The contents of the May Monthly are varied in character and in interest. A perusal of "Clippings from a College Scrap Book" reads like a fairy tale. Here are chronicles of the days when Harvard used to win, when her victories were due to "Harvard discipline," and it does one good to read of the golden age.

Robert Steed Dunn has a handful of sonnets of very uniform quality. With the exception of the verses entitled "By the Agean," there is more richness of word than of thought in their composition.

Mr.
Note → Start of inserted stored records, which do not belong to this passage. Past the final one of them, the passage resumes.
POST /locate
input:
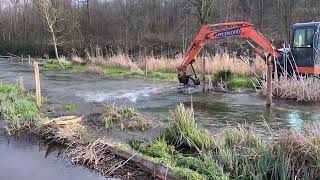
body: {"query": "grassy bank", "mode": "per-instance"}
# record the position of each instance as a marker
(236, 154)
(184, 147)
(18, 110)
(165, 69)
(110, 71)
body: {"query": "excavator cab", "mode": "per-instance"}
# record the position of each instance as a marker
(305, 46)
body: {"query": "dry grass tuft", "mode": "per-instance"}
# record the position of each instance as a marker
(95, 69)
(67, 130)
(126, 117)
(302, 150)
(214, 64)
(299, 88)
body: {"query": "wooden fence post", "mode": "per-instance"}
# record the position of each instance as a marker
(204, 75)
(269, 85)
(146, 66)
(37, 84)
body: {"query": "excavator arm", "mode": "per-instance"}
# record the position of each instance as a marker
(243, 30)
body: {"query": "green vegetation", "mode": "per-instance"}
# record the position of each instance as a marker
(18, 111)
(242, 82)
(184, 131)
(166, 76)
(71, 107)
(71, 67)
(236, 154)
(126, 118)
(112, 71)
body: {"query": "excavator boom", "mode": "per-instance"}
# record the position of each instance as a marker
(243, 30)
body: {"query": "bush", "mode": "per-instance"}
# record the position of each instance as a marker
(17, 110)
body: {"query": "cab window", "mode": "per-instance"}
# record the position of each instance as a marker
(303, 38)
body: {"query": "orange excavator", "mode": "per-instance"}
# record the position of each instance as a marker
(304, 47)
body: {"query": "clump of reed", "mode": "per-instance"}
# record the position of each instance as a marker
(18, 110)
(239, 153)
(214, 64)
(184, 131)
(67, 130)
(298, 87)
(125, 117)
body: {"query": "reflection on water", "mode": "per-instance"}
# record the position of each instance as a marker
(25, 158)
(214, 111)
(296, 120)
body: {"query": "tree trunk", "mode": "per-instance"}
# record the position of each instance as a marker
(55, 45)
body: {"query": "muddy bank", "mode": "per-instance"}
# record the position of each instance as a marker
(24, 157)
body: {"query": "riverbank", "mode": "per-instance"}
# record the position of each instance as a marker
(185, 148)
(232, 82)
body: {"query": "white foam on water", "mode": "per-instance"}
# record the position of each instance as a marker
(132, 95)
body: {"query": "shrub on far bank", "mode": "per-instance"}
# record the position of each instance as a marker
(17, 110)
(237, 153)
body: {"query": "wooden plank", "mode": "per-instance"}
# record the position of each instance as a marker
(37, 83)
(269, 85)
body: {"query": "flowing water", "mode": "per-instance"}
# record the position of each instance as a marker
(214, 111)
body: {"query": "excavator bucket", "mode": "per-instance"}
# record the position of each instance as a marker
(184, 79)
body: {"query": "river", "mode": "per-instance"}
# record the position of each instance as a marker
(214, 111)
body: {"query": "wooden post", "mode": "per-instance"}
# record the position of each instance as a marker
(37, 83)
(269, 85)
(204, 75)
(146, 66)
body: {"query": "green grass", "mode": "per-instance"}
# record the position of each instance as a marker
(71, 67)
(184, 131)
(71, 107)
(162, 76)
(125, 117)
(238, 153)
(114, 71)
(18, 111)
(242, 82)
(185, 167)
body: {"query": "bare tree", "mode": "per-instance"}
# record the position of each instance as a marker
(49, 14)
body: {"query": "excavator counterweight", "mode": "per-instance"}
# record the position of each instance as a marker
(303, 56)
(243, 30)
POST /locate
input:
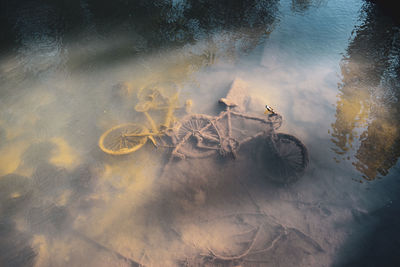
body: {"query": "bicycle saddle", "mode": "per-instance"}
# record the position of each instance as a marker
(227, 102)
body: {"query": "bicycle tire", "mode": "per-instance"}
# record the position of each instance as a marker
(192, 129)
(114, 142)
(290, 159)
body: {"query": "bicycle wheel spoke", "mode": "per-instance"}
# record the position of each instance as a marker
(121, 139)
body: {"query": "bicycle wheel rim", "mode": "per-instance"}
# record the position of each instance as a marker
(186, 143)
(290, 159)
(114, 143)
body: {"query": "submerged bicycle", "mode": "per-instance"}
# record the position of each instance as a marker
(200, 135)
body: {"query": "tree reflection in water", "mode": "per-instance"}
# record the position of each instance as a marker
(369, 96)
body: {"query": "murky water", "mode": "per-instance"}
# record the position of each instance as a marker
(330, 68)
John Corbin's article in a recent number of Harper's Weekly on "Why Harvard does not Win" serves as the but against which Grilk '98 has levelled a very good bit of forensic writing. He has shown rather conclusively that a movement toward athletic reform lies not in a reorganization of our social system, nor in the proposed plan of disintegration into smaller colleges which Mr. Corbin, after a year or two at Oxford, advocates strongly, but rather in a greater unity and a broader sympathy among all undergraduates, inspired not alone by the hope of athletic success, but also by an interest in one another and in the common institution and its traditions.

The only piece of fiiction in the number, "Salome," a story by W. B. Parker, has the merit of vividness. H. McBurney '98, B. H. Dibblee '99, M. S. Duffield '97 and H. C. Cornwell '97, have contributed short articles on "An American Henley,"- the weight of opinion being against the feasibility of such an event. The same subject is treated editorially in an able and comprehensive manner.